Essa estrutura inimaginavelmente massiva não pode ser explicada apenas pelo fosco visível, então os cientistas acreditam que a matéria escura e a energia escura devem desempenhar algum papel. Acredita-se que essas forças invisíveis componham 95% do universo, mas elas permanecem envoltas em mistério.
No entanto, os novos dados não continham nenhuma revelação importante sobre a matéria escura e a energia escura. Isso terá de esperar até mais perto do fim da missão de Euclid, disseram os cientistas.
O Consórcio Euclid, que reúne mais de dois mil pesquisadores da Europa, Estados Unidos, Canadá e Japão, classificou os novos dados. O lançamento de quarta-feira continha 35 terabytes de dados — o equivalente a streaming de vídeo 4K por 200 dias —, mas representava apenas uma semana do tempo de observação de Euclid.
Isso “nos permite ver se a máquina está funcionando”, disse o vice-diretor científico do consórcio, Francis Bernardeau, à AFP.
Os novos dados cobriram três áreas do céu contendo 26 milhões de galáxias. A mais distante estava a 10,5 bilhões de anos-luz de distância, o que é bem cedo na história de 13,8 bilhões de anos do universo.

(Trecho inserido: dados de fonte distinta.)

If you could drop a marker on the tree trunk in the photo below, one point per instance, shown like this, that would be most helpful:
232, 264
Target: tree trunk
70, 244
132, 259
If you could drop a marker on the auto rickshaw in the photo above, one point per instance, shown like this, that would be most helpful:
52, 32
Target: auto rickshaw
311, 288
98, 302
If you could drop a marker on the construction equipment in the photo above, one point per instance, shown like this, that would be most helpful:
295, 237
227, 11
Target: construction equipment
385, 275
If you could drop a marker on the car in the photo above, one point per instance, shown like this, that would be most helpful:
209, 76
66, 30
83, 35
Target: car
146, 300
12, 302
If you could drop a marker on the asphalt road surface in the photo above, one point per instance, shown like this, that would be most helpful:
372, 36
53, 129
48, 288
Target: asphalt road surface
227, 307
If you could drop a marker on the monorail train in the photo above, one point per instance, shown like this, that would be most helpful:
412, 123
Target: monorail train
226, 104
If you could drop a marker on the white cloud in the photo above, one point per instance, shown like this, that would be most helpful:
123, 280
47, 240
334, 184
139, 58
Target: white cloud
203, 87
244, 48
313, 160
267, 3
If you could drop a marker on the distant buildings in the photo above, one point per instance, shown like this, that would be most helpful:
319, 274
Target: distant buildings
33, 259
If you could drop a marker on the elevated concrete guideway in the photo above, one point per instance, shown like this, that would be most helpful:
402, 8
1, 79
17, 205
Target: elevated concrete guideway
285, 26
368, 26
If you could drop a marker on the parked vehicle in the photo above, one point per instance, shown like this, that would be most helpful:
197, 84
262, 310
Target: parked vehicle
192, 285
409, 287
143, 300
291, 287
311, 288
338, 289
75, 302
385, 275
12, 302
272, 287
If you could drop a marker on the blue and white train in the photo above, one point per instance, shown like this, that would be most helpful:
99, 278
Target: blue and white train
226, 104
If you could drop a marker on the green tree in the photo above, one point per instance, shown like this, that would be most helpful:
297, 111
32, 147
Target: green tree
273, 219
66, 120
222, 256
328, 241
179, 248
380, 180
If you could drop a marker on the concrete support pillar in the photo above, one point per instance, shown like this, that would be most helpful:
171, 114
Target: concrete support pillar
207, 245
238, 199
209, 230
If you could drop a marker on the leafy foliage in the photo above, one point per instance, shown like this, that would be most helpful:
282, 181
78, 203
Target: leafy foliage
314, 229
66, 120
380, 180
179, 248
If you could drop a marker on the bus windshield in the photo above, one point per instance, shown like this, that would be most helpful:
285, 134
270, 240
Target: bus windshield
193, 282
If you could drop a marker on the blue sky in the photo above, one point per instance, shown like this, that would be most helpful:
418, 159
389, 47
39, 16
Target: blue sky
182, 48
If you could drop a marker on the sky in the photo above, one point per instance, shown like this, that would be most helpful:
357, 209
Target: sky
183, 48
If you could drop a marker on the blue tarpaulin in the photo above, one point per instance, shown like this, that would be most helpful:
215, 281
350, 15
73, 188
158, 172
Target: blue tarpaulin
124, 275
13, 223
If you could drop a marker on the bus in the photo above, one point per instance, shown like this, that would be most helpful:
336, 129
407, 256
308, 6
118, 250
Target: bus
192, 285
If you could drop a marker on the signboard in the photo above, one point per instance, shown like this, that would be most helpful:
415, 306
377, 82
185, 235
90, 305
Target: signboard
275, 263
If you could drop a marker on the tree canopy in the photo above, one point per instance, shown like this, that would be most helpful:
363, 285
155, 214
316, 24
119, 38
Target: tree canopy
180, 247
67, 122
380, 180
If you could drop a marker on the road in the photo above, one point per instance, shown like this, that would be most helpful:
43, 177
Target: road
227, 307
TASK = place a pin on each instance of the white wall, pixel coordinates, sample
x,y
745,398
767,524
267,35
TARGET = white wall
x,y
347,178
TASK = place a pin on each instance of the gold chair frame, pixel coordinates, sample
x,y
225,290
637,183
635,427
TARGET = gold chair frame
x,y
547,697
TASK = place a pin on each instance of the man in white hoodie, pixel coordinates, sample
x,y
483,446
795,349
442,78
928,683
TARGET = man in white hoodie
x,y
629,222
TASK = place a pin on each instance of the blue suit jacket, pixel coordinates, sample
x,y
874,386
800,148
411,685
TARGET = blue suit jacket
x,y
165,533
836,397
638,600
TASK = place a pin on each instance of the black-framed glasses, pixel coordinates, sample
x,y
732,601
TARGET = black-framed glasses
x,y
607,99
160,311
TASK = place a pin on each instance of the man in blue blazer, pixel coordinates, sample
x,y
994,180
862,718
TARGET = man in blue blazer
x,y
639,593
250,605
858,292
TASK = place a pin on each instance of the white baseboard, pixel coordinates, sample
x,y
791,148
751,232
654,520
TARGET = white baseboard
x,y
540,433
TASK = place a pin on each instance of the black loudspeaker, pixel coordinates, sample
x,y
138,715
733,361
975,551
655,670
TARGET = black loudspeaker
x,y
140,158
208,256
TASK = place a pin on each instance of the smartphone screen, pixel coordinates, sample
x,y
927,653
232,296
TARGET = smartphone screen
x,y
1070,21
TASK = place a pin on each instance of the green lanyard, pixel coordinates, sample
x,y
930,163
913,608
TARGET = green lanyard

O consórcio então teve de catalogar todas as galáxias, quasares e outras esquisitices cósmicas capturadas pelo telescópio. Isso inclui o que é conhecido como lentes gravitacionais, que é quando um objeto massivo como uma galáxia curva a luz de outra coisa enorme e brilhante atrás dele, criando uma espécie de lupa.
Em apenas uma semana, a Euclid avistou cerca de 500 lentes gravitacionais, o que é “muito mais do que esperávamos”, disse o membro do consórcio Mike Walmsley, da Universidade de Toronto.
Para ajudar a processar os dados, o consórcio Euclid usou um algoritmo de inteligência artificial (IA), bem como mais de 10 mil voluntários humanos de olhos aguçados.
O modelo de IA selecionou possíveis lentes gravitacionais dos dados, que foram então verificados por humanos. Outros cientistas identificaram então as formas das galáxias, que por sua vez foram usadas para treinar os algoritmos de IA para repetir esse processo, disse Walmsley.
Mas tudo isso é apenas “uma amostra do que está por vir”, acrescentou Mundell, com a Euclid planejando lançar seu primeiro catálogo completo de dados no ano que vem.